Açık füzyon platformu, tam otomatik sürüş fonksiyonlarının geliştirilmesini ilerletiyor

celikci

New member
Araç çevresini algılar, eşya ve insanı ayırt eder ve ileriyi düşünür. Alman Havacılık ve Uzay Merkezi’ndeki (DLR) bilim adamları, bu senaryoyu Açık Füzyon Platformu (OFP) projesinin bir parçası olarak üniversiteler, BT uzmanları ve otomotiv endüstrisinden şirketlerden oluşan bir araştırma derneğinde geliştirdiler.

OFP, açık arayüzlere sahip seriye yakın bir füzyon platformu anlamına gelir. Otomobil üreticilerinin ve tedarikçilerinin otonom sürüş için yüksek düzeyde ve tam otomatik sürücü yardım fonksiyonlarını hızlı ve uygun maliyetli bir şekilde entegre etmelerini sağlar. Ulaştırma Sistemi Teknolojisi Enstitüsü’nden OFP DLR proje yöneticisi Kay Gimm, “Bir füzyon platformu, yüksek oranda otomatikleştirilmiş bir araca kurulan bireysel modüllerin iletişimi için bir arabirim görevi görür” diye açıklıyor. Bugüne kadar, bu tür arayüzler standartlaştırılmamıştır. Bu, tedarikçilerin ve otomobil üreticilerinin üzerlerine düşeni yapabilecekleri anlamına gelir. Yüksek düzeyde ve tam otomatik sürüş işlevlerini bir araçta oluşturmak ve bunları diğer sistemlerle birleştirmek büyük masraf ve zaman gerektirmeden mümkün değildir. Gimm, “OFP ile artık her otomobil üreticisinin yüksek ve tam otomatik sürüş işlevlerini kolayca uygulamak için kullanabileceği, açık arayüzlere sahip, seriye yakın bir füzyon platformu geliştirdik” diyor Gimm.

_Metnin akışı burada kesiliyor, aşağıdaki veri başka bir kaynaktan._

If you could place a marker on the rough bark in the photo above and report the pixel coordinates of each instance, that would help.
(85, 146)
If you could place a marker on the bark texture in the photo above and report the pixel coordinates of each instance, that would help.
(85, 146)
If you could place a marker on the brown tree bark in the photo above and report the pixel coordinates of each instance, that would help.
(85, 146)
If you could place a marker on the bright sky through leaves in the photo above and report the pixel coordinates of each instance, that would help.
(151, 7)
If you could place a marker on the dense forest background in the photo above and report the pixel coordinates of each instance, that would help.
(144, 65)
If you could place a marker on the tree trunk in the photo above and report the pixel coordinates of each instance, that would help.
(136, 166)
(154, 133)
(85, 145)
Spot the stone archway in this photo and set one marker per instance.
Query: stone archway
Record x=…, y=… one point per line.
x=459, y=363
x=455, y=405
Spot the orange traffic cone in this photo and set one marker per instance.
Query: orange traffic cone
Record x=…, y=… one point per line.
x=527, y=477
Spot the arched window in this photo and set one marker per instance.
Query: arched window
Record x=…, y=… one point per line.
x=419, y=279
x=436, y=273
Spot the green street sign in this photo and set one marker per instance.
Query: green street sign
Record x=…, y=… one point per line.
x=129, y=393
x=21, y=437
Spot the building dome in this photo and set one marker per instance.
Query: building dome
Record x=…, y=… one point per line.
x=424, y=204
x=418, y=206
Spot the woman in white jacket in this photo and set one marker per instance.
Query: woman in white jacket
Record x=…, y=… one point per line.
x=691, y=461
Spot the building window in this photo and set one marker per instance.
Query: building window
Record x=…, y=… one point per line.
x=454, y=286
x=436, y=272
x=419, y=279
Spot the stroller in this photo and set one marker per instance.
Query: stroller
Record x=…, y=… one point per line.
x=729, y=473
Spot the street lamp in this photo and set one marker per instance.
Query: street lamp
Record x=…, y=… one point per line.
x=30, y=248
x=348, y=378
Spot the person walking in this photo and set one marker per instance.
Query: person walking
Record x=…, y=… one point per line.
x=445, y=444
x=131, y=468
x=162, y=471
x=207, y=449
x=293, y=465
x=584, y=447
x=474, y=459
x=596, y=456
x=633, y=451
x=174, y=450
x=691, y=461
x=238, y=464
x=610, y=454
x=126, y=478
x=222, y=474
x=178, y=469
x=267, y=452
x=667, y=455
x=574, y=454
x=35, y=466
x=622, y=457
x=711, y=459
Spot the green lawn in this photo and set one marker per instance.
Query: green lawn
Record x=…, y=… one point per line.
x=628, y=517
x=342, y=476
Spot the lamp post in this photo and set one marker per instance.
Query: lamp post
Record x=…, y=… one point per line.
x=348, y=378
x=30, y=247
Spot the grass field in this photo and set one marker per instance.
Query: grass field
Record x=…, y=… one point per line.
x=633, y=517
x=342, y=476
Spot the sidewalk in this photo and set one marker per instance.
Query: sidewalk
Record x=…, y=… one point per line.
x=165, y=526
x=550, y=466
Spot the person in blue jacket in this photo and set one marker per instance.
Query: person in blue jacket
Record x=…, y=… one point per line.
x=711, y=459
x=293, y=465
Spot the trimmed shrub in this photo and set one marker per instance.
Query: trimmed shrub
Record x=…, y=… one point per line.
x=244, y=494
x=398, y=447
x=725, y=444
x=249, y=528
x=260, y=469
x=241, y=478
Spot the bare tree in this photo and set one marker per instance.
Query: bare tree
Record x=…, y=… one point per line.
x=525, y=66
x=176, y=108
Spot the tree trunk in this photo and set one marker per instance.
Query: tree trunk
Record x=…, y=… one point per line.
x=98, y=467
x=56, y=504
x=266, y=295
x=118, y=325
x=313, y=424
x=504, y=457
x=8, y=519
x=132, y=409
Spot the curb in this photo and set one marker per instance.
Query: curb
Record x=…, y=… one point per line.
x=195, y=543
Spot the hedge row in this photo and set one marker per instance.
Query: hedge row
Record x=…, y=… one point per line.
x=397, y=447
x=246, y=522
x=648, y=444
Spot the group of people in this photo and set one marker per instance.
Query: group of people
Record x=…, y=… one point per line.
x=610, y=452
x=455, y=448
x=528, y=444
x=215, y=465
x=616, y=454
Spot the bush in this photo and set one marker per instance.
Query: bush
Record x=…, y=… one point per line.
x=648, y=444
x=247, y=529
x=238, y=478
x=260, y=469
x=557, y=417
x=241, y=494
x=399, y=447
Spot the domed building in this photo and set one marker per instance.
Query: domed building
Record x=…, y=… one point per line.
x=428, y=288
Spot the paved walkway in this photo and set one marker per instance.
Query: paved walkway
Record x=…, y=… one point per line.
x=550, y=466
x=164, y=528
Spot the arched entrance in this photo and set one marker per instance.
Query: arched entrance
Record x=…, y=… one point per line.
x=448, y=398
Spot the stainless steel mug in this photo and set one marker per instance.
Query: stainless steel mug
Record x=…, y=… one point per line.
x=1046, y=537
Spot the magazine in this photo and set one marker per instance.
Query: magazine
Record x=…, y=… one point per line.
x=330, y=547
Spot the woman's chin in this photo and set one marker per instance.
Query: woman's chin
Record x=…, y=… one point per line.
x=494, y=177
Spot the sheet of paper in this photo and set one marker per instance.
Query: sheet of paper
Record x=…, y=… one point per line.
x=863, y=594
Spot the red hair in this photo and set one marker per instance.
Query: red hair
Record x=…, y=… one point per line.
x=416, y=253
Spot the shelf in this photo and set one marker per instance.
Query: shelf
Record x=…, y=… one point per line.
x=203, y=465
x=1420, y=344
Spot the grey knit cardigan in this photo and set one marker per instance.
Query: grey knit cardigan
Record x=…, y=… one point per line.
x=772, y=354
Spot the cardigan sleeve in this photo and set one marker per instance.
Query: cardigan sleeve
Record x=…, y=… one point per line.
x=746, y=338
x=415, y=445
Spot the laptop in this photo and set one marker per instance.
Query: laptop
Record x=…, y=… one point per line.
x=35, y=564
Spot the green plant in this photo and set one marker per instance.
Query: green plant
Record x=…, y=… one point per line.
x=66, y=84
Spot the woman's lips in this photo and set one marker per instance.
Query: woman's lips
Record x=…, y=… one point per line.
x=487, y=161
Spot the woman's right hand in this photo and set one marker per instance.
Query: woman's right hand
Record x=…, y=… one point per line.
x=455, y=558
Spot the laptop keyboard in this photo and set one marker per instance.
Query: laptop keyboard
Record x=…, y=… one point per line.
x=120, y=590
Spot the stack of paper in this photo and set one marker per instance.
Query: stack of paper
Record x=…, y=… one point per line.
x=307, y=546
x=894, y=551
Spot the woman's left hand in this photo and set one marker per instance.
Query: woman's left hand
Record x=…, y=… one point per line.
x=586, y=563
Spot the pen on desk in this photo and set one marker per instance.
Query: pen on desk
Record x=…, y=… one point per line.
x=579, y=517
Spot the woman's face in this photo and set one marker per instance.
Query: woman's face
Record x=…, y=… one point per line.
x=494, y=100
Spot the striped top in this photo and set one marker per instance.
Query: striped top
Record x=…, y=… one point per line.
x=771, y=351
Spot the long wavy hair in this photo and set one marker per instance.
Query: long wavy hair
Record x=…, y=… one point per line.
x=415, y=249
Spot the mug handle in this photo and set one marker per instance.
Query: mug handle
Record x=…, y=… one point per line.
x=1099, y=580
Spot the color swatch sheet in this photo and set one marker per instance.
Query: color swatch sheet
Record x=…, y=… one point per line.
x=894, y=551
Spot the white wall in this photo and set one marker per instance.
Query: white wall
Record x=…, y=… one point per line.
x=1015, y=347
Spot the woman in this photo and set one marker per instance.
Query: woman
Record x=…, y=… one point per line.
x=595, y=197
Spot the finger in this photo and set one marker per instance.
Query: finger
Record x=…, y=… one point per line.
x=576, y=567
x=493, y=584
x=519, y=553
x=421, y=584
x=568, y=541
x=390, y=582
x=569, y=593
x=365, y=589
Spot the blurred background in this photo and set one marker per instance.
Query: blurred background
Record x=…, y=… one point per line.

Federal Eğitim ve Araştırma Bakanlığı (Haberler) tarafından 4,4 milyon avro ile finanse edilen proje, üç yılı aşkın bir sürenin ardından 21 Mart’ta başarıyla tamamlandı. Braunschweig’deki DLR tesisindeki araştırmacılar, farklı senaryolar kullanarak, standartlaştırılmış arayüzler kullanarak gelecekte OFP ile hangi sürüş işlevlerinin mümkün olacağını gösterdi. Geliştirilen senaryolardan biri, sinir ağları ile çevrenin algılanması ve sözde nesnelerin izlenmesiydi: “Özellikle, araştırma aracı nesneleri sınıflandırabilir ve kararlar verebilir: kaçınıyor mu, fren mi yapıyor yoksa devam mı ediyor?” diyor Gimm. “Her sürüş manevrasını öğreniyor ve böylece yayaların, araçların ve diğer yol kullanıcılarının nasıl davranacağını tahmin edebiliyor.”

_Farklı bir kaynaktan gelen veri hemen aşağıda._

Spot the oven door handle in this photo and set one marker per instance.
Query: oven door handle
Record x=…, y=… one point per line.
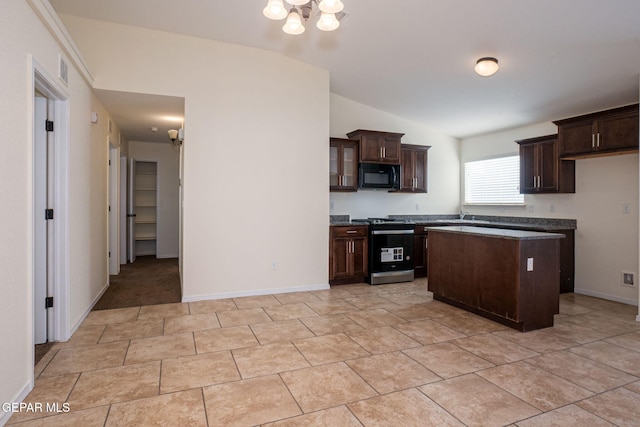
x=376, y=232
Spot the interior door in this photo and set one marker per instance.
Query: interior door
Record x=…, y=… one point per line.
x=40, y=223
x=131, y=211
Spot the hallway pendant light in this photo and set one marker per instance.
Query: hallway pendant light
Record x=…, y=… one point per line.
x=275, y=10
x=487, y=66
x=328, y=22
x=293, y=25
x=330, y=16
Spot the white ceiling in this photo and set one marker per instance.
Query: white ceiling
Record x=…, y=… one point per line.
x=415, y=58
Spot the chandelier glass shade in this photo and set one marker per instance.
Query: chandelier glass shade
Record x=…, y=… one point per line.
x=301, y=11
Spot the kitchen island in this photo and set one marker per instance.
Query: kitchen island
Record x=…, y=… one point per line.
x=509, y=276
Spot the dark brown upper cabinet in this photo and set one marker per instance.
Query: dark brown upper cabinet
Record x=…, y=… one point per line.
x=378, y=147
x=599, y=134
x=542, y=170
x=413, y=168
x=343, y=164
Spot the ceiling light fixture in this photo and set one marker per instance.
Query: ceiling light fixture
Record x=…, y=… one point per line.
x=330, y=14
x=486, y=66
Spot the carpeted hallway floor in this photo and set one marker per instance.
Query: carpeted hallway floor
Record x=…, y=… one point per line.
x=147, y=281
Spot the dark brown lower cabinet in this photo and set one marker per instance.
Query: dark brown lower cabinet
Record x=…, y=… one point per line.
x=420, y=251
x=348, y=258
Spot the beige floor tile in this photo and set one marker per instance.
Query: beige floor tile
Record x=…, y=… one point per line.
x=428, y=331
x=111, y=385
x=331, y=324
x=581, y=371
x=187, y=372
x=404, y=408
x=494, y=349
x=189, y=323
x=296, y=297
x=224, y=339
x=289, y=311
x=541, y=341
x=163, y=310
x=128, y=330
x=610, y=354
x=268, y=359
x=630, y=341
x=375, y=317
x=329, y=348
x=212, y=306
x=392, y=372
x=383, y=340
x=249, y=402
x=245, y=316
x=156, y=348
x=620, y=407
x=576, y=333
x=185, y=408
x=117, y=315
x=477, y=402
x=338, y=416
x=470, y=324
x=93, y=417
x=53, y=390
x=566, y=416
x=79, y=359
x=447, y=360
x=287, y=330
x=85, y=335
x=371, y=301
x=322, y=387
x=535, y=386
x=414, y=312
x=256, y=301
x=332, y=306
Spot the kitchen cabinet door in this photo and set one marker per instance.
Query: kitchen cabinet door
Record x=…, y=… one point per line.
x=378, y=147
x=413, y=168
x=343, y=165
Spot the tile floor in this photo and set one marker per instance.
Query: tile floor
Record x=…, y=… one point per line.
x=350, y=356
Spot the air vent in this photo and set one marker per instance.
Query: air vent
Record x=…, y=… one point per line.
x=63, y=70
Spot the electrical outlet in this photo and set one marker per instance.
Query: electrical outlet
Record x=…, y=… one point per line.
x=628, y=279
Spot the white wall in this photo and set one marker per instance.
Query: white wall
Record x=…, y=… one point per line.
x=606, y=239
x=255, y=185
x=167, y=157
x=22, y=39
x=443, y=171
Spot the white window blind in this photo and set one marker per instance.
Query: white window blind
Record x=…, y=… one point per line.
x=493, y=181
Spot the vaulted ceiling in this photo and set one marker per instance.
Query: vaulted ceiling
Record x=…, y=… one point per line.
x=415, y=58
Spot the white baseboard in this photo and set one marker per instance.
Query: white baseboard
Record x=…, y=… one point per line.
x=75, y=327
x=4, y=416
x=256, y=292
x=590, y=293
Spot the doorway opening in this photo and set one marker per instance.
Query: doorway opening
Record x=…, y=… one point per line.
x=50, y=213
x=148, y=186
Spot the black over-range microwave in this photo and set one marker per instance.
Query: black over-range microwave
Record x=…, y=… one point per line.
x=374, y=175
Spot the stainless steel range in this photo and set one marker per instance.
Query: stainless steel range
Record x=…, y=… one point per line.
x=390, y=250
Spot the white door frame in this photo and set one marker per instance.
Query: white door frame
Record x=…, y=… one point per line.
x=58, y=316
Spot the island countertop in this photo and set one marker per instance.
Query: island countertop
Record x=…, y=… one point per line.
x=502, y=233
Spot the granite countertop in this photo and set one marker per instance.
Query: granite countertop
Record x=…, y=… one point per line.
x=497, y=232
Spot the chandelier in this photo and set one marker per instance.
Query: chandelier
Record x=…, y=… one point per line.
x=331, y=13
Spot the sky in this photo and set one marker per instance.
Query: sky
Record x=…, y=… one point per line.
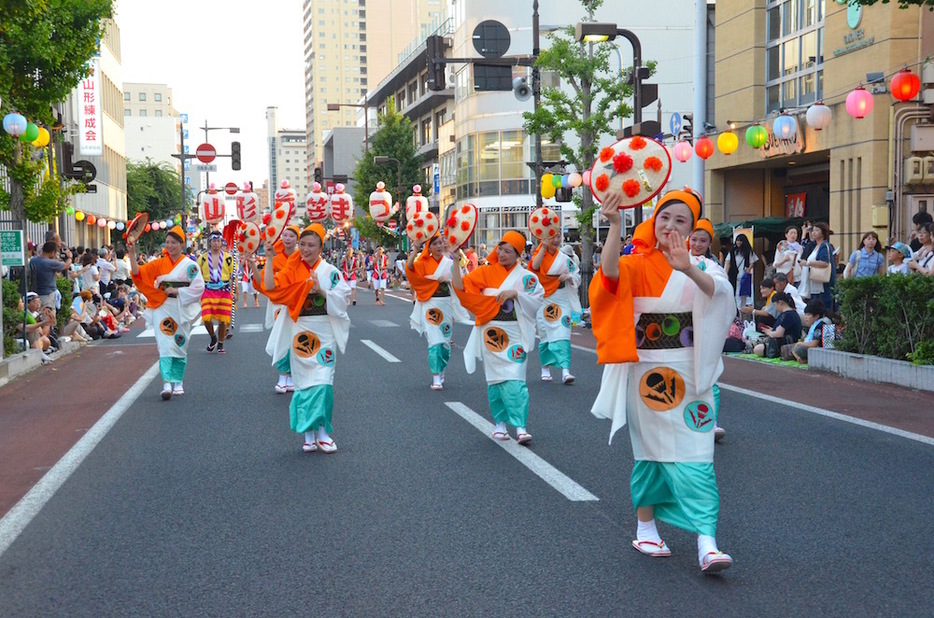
x=226, y=61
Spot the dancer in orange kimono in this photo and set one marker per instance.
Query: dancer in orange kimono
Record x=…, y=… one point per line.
x=173, y=286
x=504, y=297
x=660, y=322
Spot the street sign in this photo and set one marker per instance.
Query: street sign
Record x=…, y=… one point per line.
x=206, y=153
x=675, y=124
x=11, y=248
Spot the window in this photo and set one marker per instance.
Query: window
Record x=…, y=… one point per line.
x=794, y=53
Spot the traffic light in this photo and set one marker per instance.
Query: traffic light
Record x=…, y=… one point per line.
x=435, y=48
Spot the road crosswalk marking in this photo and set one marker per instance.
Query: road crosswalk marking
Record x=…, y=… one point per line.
x=389, y=357
x=548, y=473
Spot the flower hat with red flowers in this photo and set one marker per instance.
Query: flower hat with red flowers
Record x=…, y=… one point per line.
x=545, y=223
x=460, y=224
x=422, y=226
x=637, y=167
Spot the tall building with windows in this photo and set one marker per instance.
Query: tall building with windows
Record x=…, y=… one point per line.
x=850, y=173
x=287, y=158
x=151, y=123
x=338, y=68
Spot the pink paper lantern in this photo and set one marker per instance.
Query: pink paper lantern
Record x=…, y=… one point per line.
x=683, y=151
x=859, y=103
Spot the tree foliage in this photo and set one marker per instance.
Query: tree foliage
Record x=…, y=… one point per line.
x=395, y=138
x=44, y=49
x=592, y=97
x=153, y=188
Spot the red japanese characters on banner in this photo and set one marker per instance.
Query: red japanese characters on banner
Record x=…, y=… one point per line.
x=794, y=204
x=212, y=205
x=317, y=204
x=341, y=205
x=247, y=205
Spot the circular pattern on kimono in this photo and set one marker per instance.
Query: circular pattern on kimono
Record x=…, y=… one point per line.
x=495, y=339
x=699, y=416
x=327, y=357
x=517, y=354
x=168, y=326
x=434, y=316
x=661, y=389
x=552, y=312
x=306, y=344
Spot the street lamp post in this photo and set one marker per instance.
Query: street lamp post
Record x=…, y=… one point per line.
x=335, y=107
x=382, y=160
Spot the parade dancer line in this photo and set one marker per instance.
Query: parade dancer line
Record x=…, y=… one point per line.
x=216, y=268
x=560, y=279
x=660, y=323
x=279, y=344
x=173, y=286
x=316, y=298
x=429, y=272
x=504, y=297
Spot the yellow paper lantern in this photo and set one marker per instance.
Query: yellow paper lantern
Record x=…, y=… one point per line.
x=727, y=142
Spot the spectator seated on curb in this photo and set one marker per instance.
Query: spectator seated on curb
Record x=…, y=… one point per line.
x=786, y=330
x=899, y=253
x=38, y=323
x=814, y=319
x=767, y=315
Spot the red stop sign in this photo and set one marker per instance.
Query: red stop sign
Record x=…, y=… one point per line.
x=205, y=153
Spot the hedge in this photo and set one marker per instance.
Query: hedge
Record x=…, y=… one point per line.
x=891, y=317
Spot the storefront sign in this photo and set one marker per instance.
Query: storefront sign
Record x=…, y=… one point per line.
x=775, y=147
x=90, y=136
x=794, y=204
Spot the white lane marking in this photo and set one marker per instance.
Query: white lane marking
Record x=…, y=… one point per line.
x=548, y=473
x=380, y=351
x=815, y=410
x=16, y=520
x=201, y=330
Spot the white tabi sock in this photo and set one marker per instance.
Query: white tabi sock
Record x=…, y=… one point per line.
x=705, y=545
x=647, y=531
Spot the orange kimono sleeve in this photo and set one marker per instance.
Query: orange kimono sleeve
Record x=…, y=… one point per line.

Başka bir senaryo, kablosuz şarjlı otomatik park etmeyi içeriyordu: Elektrikli araştırma aracı, tamamen otomatik olarak ücretsiz bir endüktif şarj istasyonuna gidiyor ve şarj işlemi tamamlandıktan sonra, şarj plakası olmayan ücretsiz bir park yeri arıyor. Gimm, “Şimdiye kadar, bu tür senaryolar yalnızca prototipler olarak gösterilebilir ve endüktif şarj plakası gibi bireysel teknik bileşenler yine de önemli ölçüde değişebilir” diye açıklıyor.

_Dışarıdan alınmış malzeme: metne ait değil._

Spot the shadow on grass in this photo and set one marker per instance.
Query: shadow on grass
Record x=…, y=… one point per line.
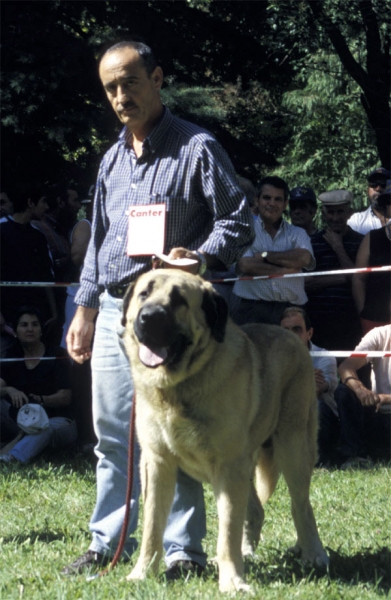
x=34, y=536
x=369, y=566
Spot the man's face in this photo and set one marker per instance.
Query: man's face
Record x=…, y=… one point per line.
x=271, y=204
x=336, y=217
x=376, y=188
x=40, y=208
x=302, y=213
x=296, y=324
x=6, y=206
x=134, y=96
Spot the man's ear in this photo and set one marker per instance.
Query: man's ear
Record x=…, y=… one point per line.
x=157, y=77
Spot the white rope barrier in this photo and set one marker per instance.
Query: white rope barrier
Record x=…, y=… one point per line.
x=227, y=280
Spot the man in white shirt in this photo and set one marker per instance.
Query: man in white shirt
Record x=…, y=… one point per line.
x=372, y=218
x=326, y=380
x=279, y=248
x=365, y=414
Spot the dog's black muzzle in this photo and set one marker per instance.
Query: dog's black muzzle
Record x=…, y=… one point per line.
x=155, y=325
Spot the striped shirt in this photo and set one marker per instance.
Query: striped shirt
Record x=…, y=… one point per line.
x=336, y=299
x=288, y=237
x=182, y=166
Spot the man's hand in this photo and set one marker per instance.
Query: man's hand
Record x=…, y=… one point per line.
x=366, y=397
x=17, y=397
x=184, y=253
x=383, y=399
x=80, y=334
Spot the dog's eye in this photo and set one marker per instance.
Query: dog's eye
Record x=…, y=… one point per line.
x=143, y=295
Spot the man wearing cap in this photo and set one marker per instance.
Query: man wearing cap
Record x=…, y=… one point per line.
x=330, y=301
x=302, y=208
x=372, y=218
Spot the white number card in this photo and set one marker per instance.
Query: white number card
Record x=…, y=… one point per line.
x=146, y=229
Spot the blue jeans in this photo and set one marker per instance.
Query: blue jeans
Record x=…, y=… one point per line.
x=60, y=433
x=112, y=392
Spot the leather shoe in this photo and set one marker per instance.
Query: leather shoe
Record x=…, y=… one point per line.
x=86, y=561
x=179, y=569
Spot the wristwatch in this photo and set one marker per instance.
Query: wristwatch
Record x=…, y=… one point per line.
x=202, y=259
x=264, y=256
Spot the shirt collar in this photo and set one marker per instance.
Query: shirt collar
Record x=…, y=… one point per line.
x=281, y=227
x=158, y=133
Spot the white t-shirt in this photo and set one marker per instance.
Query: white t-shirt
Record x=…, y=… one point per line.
x=379, y=339
x=365, y=221
x=291, y=290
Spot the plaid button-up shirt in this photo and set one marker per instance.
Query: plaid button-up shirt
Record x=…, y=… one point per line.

Her iki senaryo da oldukça karmaşıktır. Çevreyi gerekli doğrulukla gösteren ve sürüş işlevinin güvenilir bir şekilde uygulanabileceği eksiksiz bir ortam modeli oluşturmak için birçok sensör ve kameradan gelen veriler birleştirilmelidir. Geliştiriciler, bu görselleştirme seçeneklerini kullanarak aracın tüm çevreyi tam olarak nasıl algıladığını görebilir ve bu temelde hangi sensör verilerinin birleştirilmesi gerektiğine karar verebilir. Gimm, “Yüksek veya tam otomatik sürüş işlevlerinin programlanması ve geliştirilmesi OFP ile hızlandırılıyor ve orta sınıfın da bu sürüş işlevlerinden daha hızlı yararlanmasına katkıda bulunuyor” diye devam ediyor.

Projenin tamamlanmasının ardından, devam eden ISO sürecine de akacak olan güncellenmiş bir arayüz açıklaması yayınlanacak. İlk kez tüm otomobil üreticileri ve tedarikçileri ürünlerini hızlı ve kolay bir şekilde füzyon platformuna entegre etme olanağına sahip oldular.